Presque. Sauf le poids de sensations et d’émotions, l’essence même de Logain Ablar, qui pesait perpétuellement au fond de son esprit, une impression constante de méfiance contrôlée, de muscles toujours à la limite de la crispation. Un loup en chasse devait ressentir la même chose, ou peut-être un lion. La tête de Logain bougeait constamment. Même ici, il observait les environs, aux aguets.
Elle n’avait jamais eu de Lige – vanité inutile, bonne pour les Brunes, et un domestique payé pouvait faire tout ce dont elle avait besoin – et c’était une impression étrange que de faire partie d’un lien, mais du mauvais côté, pour ainsi dire. Pire, ce lien exigeait qu’elle obéisse, entourée d’interdictions. Ce n’était donc pas la même chose que le lien avec un Lige. Les Sœurs ne forçaient pas leurs Liges à l’obéissance. Enfin, pas très souvent. Et depuis des siècles, les Sœurs ne liaient pas les hommes contre leur volonté. C’était quand même un sujet d’étude fascinant. Elle avait travaillé sur l’interprétation de ce qu’elle ressentait. Parfois, elle parvenait presque à lire dans l’esprit de Logain. À d’autres moments, c’était comme de trébucher dans une galerie de mines, sans lumière. Elle se dit que la tête sur le billot, elle tenterait encore d’analyser la situation. Ce qui était le cas, d’ailleurs. Il sentait ses réactions comme elle les siennes. Elle devait toujours s’en souvenir. Certains Asha’man pensaient peut-être que les Aes Sedai s’étaient résignées à leur captivité, mais seul un imbécile pouvait croire que cinquante et une Sœurs qui avaient été liées de force se résigneraient toutes. Or Logain n’était pas un imbécile. De plus, il savait qu’elles avaient été envoyées pour détruire la Tour Noire.

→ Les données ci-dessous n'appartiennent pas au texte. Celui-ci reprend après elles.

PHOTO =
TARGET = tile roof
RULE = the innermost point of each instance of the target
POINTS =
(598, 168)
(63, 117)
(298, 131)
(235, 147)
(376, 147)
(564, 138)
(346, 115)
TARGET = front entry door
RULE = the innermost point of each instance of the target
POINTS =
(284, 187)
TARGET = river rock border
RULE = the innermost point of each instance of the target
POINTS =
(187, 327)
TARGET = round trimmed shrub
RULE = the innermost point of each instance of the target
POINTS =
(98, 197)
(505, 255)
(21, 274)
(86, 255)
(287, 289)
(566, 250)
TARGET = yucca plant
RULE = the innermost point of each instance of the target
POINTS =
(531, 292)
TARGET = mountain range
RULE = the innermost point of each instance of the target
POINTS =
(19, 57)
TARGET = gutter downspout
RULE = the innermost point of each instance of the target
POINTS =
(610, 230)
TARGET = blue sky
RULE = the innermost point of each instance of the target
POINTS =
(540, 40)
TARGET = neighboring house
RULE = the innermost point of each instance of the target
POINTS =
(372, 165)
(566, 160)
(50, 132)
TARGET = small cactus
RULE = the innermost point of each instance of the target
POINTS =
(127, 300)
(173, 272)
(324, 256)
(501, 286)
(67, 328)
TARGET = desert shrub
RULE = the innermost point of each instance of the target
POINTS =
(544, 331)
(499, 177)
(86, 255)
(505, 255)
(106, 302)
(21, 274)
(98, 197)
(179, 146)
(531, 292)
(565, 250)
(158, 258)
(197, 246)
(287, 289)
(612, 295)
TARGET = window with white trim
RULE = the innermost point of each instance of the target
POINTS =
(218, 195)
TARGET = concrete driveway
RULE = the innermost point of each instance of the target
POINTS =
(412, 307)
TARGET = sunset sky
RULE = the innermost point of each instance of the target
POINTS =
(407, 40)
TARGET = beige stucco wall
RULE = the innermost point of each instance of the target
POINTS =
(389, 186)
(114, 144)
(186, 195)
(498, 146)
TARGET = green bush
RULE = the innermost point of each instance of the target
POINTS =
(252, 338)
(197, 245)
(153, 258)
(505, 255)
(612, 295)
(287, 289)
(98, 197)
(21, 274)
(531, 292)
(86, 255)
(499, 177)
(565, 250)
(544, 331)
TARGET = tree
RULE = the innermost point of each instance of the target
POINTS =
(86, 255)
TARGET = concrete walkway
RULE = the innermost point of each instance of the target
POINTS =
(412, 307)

Pourtant, s’il soupçonnait qu’elles cherchaient toujours le moyen de mettre fin au danger représenté par des centaines d’hommes capables de canaliser… Par la Lumière, contraintes comme elles l’étaient, un ordre pouvait les arrêter net ! « Vous ne ferez rien qui puisse nuire à la Tour Noire. » Elle ne comprenait pas pourquoi cet ordre n’avait pas été donné, en guise de simple précaution. Elles devaient réussir. Si elles échouaient, le monde était perdu.